Das
trevas faz-se a luz. Com uma certa dose de ironia, a imagem bíblica
da criação ilumina a capacidade exemplar de os brasileiros,
mais uma vez em sua história, se mostrarem superiores à
elite que desgoverna o país. O colapso energético - sabemos
agora, anunciado há anos - finalmente se instalou no cotidiano
de cada cidadão. Tudo à sombra de um discurso oficial que
tenta esconder sua incompetência transferindo para a população
a responsabilidade de administrar a crise. Mas, em um tom contido de raiva
e auto-estima, a sociedade deu seu recado aos poderosos: o Brasil não
admite cair na escuridão. Da iminência de um apagão
surge um movimento exemplar de civismo. Brilhante.
Resta saber, depois
de mais esse espetáculo de cidadania, quando as luzes da dignidade
forem novamente acesas, que verdade será irradiada desse evento.

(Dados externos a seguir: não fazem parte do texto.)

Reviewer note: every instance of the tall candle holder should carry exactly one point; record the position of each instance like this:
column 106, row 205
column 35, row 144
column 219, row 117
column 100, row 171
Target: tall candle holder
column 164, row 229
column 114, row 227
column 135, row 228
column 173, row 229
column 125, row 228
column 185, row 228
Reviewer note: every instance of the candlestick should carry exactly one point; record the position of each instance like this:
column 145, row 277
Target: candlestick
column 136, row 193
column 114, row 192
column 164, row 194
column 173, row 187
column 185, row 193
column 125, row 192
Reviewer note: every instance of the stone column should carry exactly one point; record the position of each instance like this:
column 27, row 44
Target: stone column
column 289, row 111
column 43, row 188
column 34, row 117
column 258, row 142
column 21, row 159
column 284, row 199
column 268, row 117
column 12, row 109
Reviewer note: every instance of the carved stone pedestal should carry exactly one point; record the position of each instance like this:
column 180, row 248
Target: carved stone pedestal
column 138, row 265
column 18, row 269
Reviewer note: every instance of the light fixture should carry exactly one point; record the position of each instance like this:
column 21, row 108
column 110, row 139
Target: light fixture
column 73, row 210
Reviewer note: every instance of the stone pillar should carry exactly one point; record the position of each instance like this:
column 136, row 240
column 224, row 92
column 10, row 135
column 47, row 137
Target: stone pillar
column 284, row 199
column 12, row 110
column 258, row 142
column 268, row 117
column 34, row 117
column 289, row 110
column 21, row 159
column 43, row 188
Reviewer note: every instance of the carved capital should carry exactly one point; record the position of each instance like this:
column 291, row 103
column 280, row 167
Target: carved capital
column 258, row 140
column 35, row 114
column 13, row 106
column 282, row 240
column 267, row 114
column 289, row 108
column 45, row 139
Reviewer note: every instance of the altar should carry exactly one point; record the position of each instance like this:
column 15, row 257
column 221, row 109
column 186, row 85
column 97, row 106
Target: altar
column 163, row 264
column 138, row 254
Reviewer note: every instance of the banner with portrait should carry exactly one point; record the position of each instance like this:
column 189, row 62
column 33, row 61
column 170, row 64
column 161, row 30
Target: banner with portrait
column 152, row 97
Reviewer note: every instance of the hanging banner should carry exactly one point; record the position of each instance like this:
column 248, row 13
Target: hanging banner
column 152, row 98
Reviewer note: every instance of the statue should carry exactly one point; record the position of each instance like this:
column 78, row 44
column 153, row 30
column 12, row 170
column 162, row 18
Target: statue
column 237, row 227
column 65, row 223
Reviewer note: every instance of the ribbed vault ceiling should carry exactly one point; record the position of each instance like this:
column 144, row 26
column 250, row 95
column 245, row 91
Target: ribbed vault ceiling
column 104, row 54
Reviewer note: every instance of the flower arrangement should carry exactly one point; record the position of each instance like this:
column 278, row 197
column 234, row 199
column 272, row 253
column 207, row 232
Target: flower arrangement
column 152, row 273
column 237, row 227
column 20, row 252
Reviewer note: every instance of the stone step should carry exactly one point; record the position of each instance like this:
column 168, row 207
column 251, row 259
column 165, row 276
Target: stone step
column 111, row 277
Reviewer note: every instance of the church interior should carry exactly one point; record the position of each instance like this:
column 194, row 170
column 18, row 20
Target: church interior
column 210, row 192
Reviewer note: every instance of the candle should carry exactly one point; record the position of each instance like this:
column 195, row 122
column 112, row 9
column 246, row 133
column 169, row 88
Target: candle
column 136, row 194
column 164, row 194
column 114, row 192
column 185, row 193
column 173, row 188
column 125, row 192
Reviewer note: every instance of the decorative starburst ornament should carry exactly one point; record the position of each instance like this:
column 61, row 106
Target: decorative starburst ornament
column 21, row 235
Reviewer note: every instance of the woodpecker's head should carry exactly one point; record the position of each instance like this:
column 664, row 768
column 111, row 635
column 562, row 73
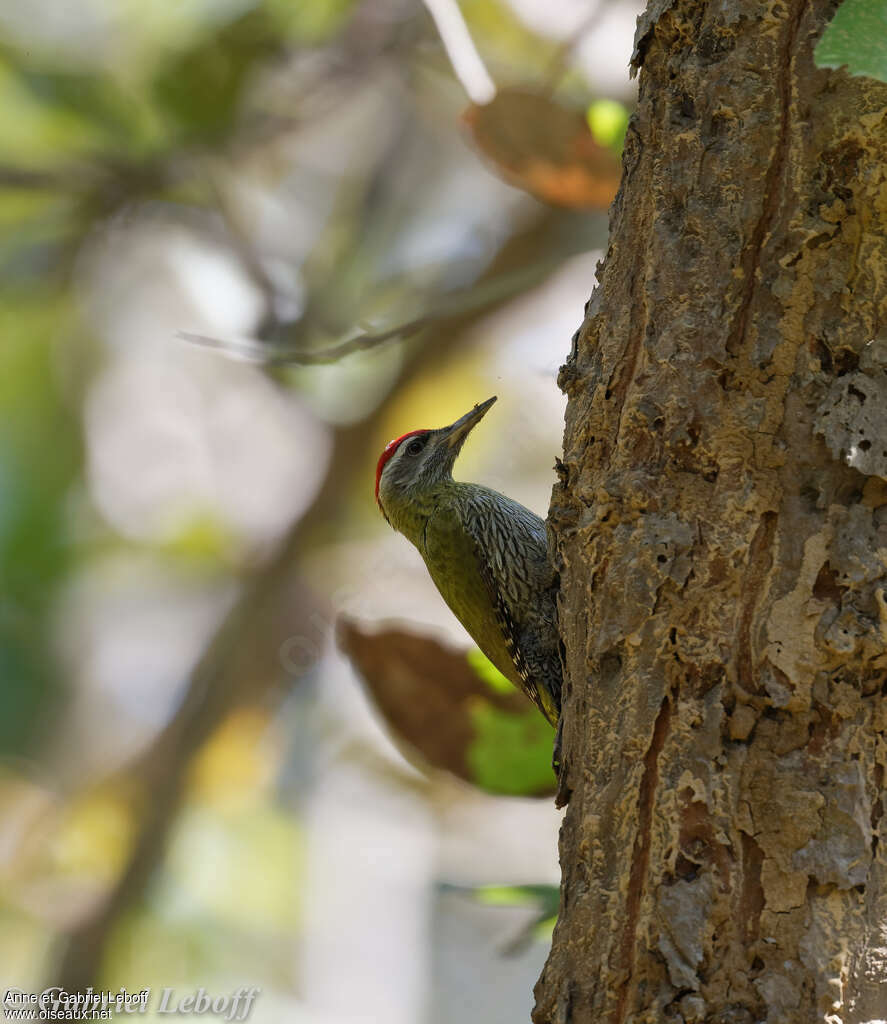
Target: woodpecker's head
column 413, row 466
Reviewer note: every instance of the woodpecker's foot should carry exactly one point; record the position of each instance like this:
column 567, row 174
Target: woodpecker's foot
column 561, row 798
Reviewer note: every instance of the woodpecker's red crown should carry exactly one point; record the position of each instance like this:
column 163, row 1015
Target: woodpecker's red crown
column 387, row 453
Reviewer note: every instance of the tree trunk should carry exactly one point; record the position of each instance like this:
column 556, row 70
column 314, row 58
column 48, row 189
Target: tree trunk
column 721, row 534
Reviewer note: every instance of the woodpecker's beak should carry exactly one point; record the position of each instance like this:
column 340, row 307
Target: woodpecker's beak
column 456, row 433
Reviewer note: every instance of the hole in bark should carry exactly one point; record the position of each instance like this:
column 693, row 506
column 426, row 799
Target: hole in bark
column 685, row 869
column 846, row 360
column 810, row 495
column 824, row 354
column 827, row 587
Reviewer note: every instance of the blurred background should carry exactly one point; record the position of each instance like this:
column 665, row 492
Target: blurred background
column 244, row 244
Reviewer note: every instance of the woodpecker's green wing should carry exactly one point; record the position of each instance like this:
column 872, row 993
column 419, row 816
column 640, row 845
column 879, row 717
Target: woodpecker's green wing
column 504, row 590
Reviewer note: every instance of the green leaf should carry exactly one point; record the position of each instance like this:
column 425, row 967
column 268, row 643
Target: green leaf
column 487, row 671
column 856, row 38
column 607, row 120
column 510, row 754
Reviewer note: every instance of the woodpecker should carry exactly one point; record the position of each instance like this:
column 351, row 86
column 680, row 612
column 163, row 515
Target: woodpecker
column 487, row 554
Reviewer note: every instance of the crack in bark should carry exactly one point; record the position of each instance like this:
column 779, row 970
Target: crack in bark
column 759, row 563
column 752, row 255
column 640, row 855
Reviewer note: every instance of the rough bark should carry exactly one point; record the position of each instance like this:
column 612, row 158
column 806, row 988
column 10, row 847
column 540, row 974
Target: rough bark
column 721, row 534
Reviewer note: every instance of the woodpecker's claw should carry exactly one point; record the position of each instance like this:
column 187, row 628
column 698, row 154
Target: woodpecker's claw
column 561, row 798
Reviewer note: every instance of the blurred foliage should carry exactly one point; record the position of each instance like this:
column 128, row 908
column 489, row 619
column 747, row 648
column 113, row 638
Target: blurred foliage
column 452, row 712
column 311, row 152
column 856, row 38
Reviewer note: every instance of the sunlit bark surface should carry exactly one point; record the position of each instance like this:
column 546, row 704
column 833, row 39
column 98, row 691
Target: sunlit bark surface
column 721, row 532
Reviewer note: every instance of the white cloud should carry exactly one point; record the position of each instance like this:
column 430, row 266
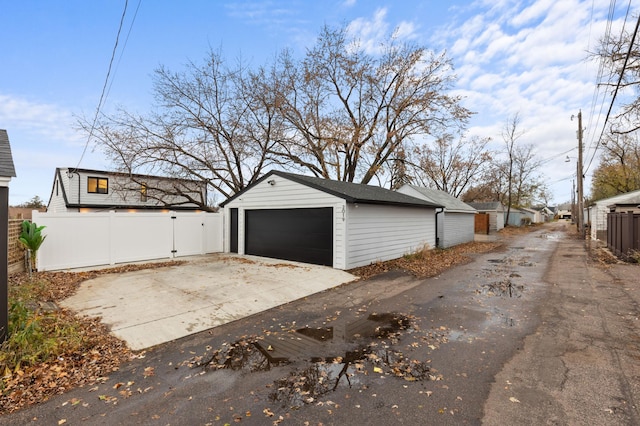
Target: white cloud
column 371, row 33
column 50, row 122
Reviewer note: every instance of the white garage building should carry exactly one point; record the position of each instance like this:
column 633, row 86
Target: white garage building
column 326, row 222
column 455, row 224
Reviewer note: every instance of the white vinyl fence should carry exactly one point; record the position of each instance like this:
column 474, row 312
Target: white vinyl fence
column 75, row 240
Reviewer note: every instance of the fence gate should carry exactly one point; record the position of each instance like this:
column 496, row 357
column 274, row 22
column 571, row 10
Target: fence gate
column 482, row 223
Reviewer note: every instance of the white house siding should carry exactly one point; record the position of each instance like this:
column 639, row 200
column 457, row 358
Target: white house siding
column 458, row 228
column 496, row 220
column 286, row 194
column 379, row 233
column 76, row 191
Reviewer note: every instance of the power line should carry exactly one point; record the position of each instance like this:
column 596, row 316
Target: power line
column 124, row 46
column 104, row 86
column 615, row 93
column 593, row 144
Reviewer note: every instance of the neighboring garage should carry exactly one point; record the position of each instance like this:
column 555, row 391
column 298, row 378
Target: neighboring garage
column 314, row 220
column 456, row 222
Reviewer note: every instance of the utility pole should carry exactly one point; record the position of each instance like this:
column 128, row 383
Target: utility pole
column 580, row 177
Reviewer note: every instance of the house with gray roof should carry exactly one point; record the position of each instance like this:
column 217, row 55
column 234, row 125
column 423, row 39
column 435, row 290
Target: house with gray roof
column 455, row 222
column 315, row 220
column 87, row 190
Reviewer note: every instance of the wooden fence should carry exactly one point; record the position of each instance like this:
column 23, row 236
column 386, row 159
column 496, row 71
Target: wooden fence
column 623, row 233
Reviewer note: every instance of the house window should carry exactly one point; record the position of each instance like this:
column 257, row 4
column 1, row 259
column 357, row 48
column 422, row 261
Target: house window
column 143, row 192
column 97, row 185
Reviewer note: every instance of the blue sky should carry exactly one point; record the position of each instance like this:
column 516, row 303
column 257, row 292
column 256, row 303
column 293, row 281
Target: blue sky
column 525, row 57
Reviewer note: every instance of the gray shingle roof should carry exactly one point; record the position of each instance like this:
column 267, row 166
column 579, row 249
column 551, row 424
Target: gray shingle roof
column 351, row 192
column 450, row 202
column 490, row 206
column 7, row 168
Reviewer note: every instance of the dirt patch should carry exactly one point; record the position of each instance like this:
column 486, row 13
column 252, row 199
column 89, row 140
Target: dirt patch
column 428, row 263
column 101, row 352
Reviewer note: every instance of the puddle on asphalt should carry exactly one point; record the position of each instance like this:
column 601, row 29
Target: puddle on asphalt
column 552, row 236
column 359, row 350
column 503, row 288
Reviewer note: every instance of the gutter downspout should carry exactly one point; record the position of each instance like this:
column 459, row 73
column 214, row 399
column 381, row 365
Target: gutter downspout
column 437, row 213
column 70, row 174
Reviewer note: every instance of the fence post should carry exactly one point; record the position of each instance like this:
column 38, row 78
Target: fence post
column 630, row 234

Diógenes andava pelo mundo segurando uma lanterna à procura
de um homem sábio. Não consta que o tenha encontrado, na
Grécia Antiga. O iluminismo fez a pregação do progresso
e da razão. Não consta que tenha logrado êxito no
Ocidente do século XVIII. Talvez, no limiar de um milênio
que se anuncia radiante, conste que só das penumbras surja a claridade.
A metáfora é a mesma. A interpretação pode
mudar. Nenhuma noite é eterna. O dia chegará.